When I take inventory of my life, I realize I’ve got a lot of things going for me. I have two healthy kids, and I’m in a happy relationship.
I love my job as a writer, and I still manage to find time for things like exercising, hobbies and lying around on the couch, watching Netflix. What I don’t have, and what I struggle the hardest to find, is a stable adult friendship.
I grew up during the reign of Friends on prime-time television, and I spent most of my college days kicking it in my dorm room while Sex and the City reruns played in the background. The idea of adult friendships seemed totally normal to me and like something I could count on to buoy me through the most complicated parts of my grown-up life. I was never the most popular person in the world, but I always had a steady group of friends I could rely on. I imagined those connections would only deepen as I got older and that, much like Monica Geller or Carrie Bradshaw, I’d always be a part of a tight-knit group.
Eventually I got older, started a family and shifted my focus to my career. I found that a lot of the friendships from my youth unceremoniously disintegrated. We were all moving and growing and changing — it seemed natural that some of us would inevitably drift apart. I noticed, though, that as people floated out of my life, it was getting more and more difficult to fill the gaps they left behind.
About three years ago, my husband was offered an incredible job opportunity, and we made the decision to move our small family halfway across the country. I made gallant efforts to find friends initially, attending book clubs, play groups and stroller tours at the art museum. But as event after event passed and I still found myself with no plans for the weekend or being excluded from the groups I thought had maybe shown a twinge of interest in me, I slowly gave up the chase.
It’s tempting to think that maybe it’s just me, but if there’s one thing adults seem to bond over with unfailing ease, it’s how ridiculously difficult it is to make friends. Think about the friendships you made in your youth.
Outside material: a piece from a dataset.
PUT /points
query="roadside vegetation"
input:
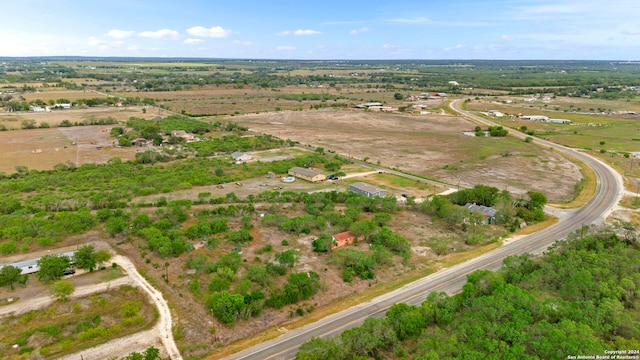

All of them probably had a few things in common:
- You saw the same people every day, or at least every few days, so there was ample time for repeated interactions.
- You were close in age and going through many of the same things, so the “me too” moments came quickly, and bonds formed easily from there.
- You had very few obligations in your life forcing you to choose between a night out, responsibilities to other people or some much needed time to yourself.
Conditions are different as we get older. We have a million things pulling us in a billion and a half directions. Two people who are the same age could have wildly different circumstances, lifestyles, values and beliefs. Opening up is harder because you’re old enough to know now that you have flaws and faults, that there are things about you that others just plain might not like. Also, loneliness is difficult to admit. It’s hard to say, “I’m looking for a friend, and I like you. I’d like to spend more time together.”
Friends are harder to find in adulthood because there are barriers to closeness now that simply didn’t exist when we were younger. They aren’t insurmountable barriers, but they still require work, effort and a meeting of the minds that might not happen no matter how many times you invite that one woman from your book club to coffee.
If I had time every single day to devote to going out and meeting people or fostering existing connections, I might find that a few would evolve into something deeper. As it stands, I’m already divided between a husband, two kids, my job, my chores and the 10 minutes I desperately wish I had to unwind. If we could skip the small talk and fall in friendship-at-first-sight, I might have a chance at that Carrie Bradshaw gaggle of besties. Until then, I’ll be the one at the movies by myself, hoping an equally lonely 30-something with great shoes plops down beside me.